VirtualGL | About / VirtualGL Background

In the early 2000's, thin client computing was a marketing buzzword-- something that excited the people in the main office but something that organizations didn't really know how to leverage effectively. Today, it stands poised to be the next sea change in the IT industry, driven in no small part by the advent of mobile devices and cloud-based services. For applications that demand a great deal of system resources and deal with very large amounts of data, the ability to run those applications remotely from the "cold room" has been a desirable -- even necessary -- feature for quite some time. Even for less heavy-hitting applications, thin client computing allows large organizations to significantly reduce their IT expenditures by way of a less complex administration model, improved security, and reduced hardware costs. Moving graphics into the cloud is the last step toward achieving a fully virtualized, location-independent computing environment.

However, whereas a host of commercial thin client solutions exist to turn run-of-the-mill desktop applications into on-demand services, most of those solutions either lack the ability to run 3D applications or force those applications to perform 3D rendering without hardware acceleration. Most of the existing solutions also lack the performance to be able to serve as effective replacements for a graphics workstation. Scientists, researchers, and engineers in fields such as biosciences, energy exploration, and mechanical design rely on heavily interactive 3D applications as part of their daily workflow. These applications generally can only achieve usable performance if the 3D rendering is hardware-accelerated. Thus, organizations that would like to move toward a more centralized, managed model of application deployment have been constrained by their inability to move key 3D applications off of the user's desktop.
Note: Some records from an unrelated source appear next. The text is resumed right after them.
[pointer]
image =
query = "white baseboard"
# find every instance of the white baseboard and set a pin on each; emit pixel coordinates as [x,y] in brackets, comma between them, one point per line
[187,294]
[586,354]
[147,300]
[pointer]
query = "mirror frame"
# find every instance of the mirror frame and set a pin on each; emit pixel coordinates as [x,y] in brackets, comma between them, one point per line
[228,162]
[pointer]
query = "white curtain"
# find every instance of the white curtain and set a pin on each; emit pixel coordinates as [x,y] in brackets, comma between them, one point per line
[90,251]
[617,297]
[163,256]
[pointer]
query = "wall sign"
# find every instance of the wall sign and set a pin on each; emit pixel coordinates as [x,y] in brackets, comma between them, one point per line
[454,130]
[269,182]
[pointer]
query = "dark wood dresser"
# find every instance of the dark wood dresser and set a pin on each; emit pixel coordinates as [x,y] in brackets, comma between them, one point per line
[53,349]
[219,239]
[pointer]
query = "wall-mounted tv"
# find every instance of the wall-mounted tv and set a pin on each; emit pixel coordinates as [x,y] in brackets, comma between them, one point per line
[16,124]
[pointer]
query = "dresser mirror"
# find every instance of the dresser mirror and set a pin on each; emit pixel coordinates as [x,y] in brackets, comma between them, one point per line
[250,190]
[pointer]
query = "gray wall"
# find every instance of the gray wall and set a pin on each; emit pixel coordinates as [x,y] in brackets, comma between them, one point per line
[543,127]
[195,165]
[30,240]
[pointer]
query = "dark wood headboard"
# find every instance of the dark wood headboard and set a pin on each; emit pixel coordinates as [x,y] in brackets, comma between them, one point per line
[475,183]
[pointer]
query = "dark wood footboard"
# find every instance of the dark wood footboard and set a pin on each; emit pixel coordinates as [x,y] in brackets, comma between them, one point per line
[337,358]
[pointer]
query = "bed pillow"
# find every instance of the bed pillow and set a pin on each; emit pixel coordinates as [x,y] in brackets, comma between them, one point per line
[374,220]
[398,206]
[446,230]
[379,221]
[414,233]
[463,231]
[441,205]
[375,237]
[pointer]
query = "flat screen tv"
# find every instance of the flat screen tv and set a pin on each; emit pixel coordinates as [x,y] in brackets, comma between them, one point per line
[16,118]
The Old School Approach: Indirect Rendering

The problem of how to remotely display a 3D application with hardware-accelerated rendering is a thorny one. 3D applications that are built on Unix or Linux typically use the OpenGL application programming interface (API) to do the actual 3D rendering and the GLX API to manage the relationships between OpenGL rendering contexts and application windows. GLX is an extension to the X Window System ("X" or "X11") protocol, and it can take advantage of that protocol's inherent remote display capabilities. In this mode of operation, referred to as "indirect rendering", the OpenGL commands are encapsulated inside of the X11 protocol stream and sent to an X server running on a remote machine. The X server then passes the OpenGL commands to the local 3D rendering system, which may or may not be hardware-accelerated (Figure 1.) So, the 3D rendering is still occurring on the user's desktop machine, even though the application is actually running on a machine located elsewhere.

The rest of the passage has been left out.